同チームのマルタ・オシピンスカ教授は「アフリカの遺跡でインドのサルが見つかった例はなく、驚くべき発見です。ベレニケ・インド間で交易があったのは知られていますが、ペットのサルを輸入していたという記録は残っていません」と話します。
サルの遺骨は、動物の共同墓地にて丁重に埋葬されており、その姿はまるで眠っている子どものようでした。
発見された内の1体は毛糸の布で包まれており、もう1体は大きな貝殻で装飾されていました。2体ともに側には、アンフォラの断片が見つかっています。
アンフォラは、古代の中東〜ギリシア・ローマで使用された縦長の壺で、ブドウやオリーブオイル、ワイン、穀物などを入れるための容器でした。
こうして点からも、輸入されたサルは純粋に家庭用のペットとして重宝されていたようです。
輸入先に適応できなかった
ベレニケの集落は、数千年前の古代エジプト時代から存在しました。紀元前3世紀には、戦闘用のアフリカ象を運ぶための港や軍の前哨地として使用されています。
他方で、ベレニケの港が繁栄し始めたのは、古代ローマ人がエジプトを占領した後のことでした。それ以降、ベレニケは、エジプト〜中東〜インドをつなぐ海洋貿易の中心地となっていきます。
インド洋から紅海を通る交易は、数千キロの航路を数週間かけて行われました。香辛料や織物、その他の贅沢品ならまだしも、サルの輸送には移動中の食料や水分も必要です。
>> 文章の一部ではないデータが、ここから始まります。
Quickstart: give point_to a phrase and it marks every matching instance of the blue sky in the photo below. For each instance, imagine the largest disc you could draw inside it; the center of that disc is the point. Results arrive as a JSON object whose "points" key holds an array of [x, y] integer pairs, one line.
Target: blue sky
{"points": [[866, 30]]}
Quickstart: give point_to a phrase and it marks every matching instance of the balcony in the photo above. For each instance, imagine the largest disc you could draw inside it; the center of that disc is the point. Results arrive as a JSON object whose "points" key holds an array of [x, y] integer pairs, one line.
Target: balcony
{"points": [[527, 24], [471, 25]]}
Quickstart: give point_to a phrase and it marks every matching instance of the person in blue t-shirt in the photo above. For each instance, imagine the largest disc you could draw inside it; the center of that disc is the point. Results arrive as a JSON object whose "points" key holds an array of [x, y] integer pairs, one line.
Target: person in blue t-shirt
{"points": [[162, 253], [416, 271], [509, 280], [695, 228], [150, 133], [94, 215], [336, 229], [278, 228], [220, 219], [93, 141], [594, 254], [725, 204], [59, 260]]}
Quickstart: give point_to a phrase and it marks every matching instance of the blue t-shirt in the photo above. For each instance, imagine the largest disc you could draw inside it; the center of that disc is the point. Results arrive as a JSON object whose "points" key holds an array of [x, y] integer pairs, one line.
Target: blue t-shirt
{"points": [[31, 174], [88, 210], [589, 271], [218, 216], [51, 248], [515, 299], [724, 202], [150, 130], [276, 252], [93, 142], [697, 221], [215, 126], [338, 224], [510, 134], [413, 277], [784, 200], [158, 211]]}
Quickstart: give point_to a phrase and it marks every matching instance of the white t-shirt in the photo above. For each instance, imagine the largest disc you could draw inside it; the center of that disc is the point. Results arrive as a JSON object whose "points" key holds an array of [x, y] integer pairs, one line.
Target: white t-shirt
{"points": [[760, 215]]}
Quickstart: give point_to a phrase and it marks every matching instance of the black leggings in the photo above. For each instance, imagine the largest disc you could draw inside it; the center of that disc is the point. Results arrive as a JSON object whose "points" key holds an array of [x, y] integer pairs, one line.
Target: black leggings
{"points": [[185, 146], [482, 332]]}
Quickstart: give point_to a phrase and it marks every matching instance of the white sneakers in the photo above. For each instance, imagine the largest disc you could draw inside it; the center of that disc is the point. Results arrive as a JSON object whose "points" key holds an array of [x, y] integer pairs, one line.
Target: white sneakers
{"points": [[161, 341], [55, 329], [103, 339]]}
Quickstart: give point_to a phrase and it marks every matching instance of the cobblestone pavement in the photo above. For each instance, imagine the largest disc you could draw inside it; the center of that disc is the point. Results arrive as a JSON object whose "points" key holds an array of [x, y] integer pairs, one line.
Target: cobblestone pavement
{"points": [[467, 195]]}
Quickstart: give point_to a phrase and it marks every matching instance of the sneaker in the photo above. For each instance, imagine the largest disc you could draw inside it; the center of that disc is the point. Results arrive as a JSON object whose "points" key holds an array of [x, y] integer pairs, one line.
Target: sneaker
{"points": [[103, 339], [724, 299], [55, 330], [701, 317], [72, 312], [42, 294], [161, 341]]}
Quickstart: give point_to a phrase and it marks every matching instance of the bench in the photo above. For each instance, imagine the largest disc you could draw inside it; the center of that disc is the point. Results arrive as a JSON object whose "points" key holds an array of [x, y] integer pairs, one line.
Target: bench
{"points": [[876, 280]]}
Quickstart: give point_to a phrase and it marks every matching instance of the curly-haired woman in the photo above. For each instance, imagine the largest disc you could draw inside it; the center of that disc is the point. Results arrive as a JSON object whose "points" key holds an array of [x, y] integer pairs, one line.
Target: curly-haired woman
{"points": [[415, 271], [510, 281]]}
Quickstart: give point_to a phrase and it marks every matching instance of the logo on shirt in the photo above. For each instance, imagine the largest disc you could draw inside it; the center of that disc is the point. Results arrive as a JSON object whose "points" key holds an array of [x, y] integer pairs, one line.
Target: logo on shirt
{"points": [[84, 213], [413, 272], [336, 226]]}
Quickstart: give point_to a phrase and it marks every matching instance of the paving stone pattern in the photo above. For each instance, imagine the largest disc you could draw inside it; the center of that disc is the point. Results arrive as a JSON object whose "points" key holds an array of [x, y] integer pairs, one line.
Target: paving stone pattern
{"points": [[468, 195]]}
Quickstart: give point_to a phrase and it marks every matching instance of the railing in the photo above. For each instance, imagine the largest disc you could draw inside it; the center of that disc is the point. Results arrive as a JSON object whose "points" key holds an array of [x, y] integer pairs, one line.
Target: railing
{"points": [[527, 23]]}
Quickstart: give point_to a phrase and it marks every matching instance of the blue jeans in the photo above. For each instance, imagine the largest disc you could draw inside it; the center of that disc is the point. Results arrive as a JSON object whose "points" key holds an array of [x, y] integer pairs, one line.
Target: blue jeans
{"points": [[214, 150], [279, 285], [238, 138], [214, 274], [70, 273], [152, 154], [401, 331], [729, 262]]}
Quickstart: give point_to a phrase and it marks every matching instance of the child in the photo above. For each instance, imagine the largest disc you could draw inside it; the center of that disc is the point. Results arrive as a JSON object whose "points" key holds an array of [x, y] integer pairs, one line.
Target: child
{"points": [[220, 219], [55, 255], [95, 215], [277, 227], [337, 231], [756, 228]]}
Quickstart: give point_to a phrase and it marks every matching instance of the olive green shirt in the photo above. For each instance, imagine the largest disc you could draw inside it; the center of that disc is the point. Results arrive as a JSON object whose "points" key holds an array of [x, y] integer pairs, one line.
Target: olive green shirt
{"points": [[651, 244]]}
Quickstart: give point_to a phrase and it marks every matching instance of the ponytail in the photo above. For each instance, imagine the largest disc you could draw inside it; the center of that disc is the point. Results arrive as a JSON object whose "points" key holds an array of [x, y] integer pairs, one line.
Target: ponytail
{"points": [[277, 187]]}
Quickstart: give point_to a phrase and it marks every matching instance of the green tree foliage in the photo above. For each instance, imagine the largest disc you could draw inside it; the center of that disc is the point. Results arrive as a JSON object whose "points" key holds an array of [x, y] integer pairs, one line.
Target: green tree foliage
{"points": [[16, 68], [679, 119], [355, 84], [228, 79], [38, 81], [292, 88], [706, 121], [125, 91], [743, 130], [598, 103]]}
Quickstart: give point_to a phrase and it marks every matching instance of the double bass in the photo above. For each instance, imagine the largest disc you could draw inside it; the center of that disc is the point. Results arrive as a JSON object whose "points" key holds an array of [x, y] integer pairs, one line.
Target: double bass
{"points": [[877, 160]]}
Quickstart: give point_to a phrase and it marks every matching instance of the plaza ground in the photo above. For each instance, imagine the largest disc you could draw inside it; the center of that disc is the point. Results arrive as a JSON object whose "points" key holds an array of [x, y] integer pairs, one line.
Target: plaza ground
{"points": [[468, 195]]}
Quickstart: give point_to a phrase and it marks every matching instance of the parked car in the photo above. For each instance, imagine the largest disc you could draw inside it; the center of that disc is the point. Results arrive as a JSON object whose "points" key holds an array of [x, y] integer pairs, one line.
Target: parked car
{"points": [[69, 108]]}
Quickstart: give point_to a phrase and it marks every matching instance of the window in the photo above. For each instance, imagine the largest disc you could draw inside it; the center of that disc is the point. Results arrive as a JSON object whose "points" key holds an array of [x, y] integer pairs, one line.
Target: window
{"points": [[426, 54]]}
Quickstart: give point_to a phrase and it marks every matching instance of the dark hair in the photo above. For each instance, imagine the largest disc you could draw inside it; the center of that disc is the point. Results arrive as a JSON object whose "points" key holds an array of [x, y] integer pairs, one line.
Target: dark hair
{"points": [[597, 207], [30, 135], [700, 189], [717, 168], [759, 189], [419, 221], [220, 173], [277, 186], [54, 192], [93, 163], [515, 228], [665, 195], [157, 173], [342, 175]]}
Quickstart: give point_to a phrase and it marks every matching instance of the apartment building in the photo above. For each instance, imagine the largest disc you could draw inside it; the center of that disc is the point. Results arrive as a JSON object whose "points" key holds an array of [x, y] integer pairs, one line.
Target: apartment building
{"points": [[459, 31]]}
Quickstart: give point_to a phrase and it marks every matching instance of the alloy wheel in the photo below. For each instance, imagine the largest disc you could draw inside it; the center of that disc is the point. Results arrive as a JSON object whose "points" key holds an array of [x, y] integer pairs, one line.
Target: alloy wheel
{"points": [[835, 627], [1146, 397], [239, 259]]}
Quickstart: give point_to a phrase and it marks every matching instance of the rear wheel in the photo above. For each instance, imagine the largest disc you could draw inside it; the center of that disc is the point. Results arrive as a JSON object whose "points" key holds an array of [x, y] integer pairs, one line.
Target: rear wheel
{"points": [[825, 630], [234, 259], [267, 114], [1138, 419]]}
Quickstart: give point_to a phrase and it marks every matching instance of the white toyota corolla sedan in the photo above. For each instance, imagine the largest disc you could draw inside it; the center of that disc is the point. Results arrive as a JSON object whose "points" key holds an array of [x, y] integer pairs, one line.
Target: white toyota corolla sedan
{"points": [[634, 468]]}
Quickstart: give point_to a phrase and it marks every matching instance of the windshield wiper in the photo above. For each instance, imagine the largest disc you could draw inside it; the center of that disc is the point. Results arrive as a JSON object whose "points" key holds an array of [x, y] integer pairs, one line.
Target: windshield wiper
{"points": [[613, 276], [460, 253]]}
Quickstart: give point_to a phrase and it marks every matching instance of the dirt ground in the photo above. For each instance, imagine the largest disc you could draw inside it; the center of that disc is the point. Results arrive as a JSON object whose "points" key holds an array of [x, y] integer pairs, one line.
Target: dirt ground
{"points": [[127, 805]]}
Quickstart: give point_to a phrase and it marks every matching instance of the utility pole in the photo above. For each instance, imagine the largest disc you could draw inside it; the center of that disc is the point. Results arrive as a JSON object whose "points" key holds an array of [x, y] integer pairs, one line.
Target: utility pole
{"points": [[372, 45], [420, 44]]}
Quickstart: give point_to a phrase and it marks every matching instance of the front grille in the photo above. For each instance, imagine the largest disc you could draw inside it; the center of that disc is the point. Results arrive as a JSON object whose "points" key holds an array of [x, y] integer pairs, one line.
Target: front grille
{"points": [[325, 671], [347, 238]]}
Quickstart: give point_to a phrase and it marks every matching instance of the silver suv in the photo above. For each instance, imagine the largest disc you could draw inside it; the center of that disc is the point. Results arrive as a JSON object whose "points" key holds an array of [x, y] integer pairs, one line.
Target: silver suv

「こうした余分な経費や労力を要するにもかかわらず、ローマ人が単なる娯楽目的でサルを輸入した点で注目に値する交易です」とオシピンスカ教授は指摘します。
しかし、骨の分析から、輸入されたサルたちはまだ若い幼体でした。おそらく、栄養不足や輸出先の環境に順応できなかったことで、若く死んだのでしょう。
サルの輸入がその後も継続的に行われていたかは不明ですが、古代ローマ人の慣習を理解する上で貴重な発見となっています。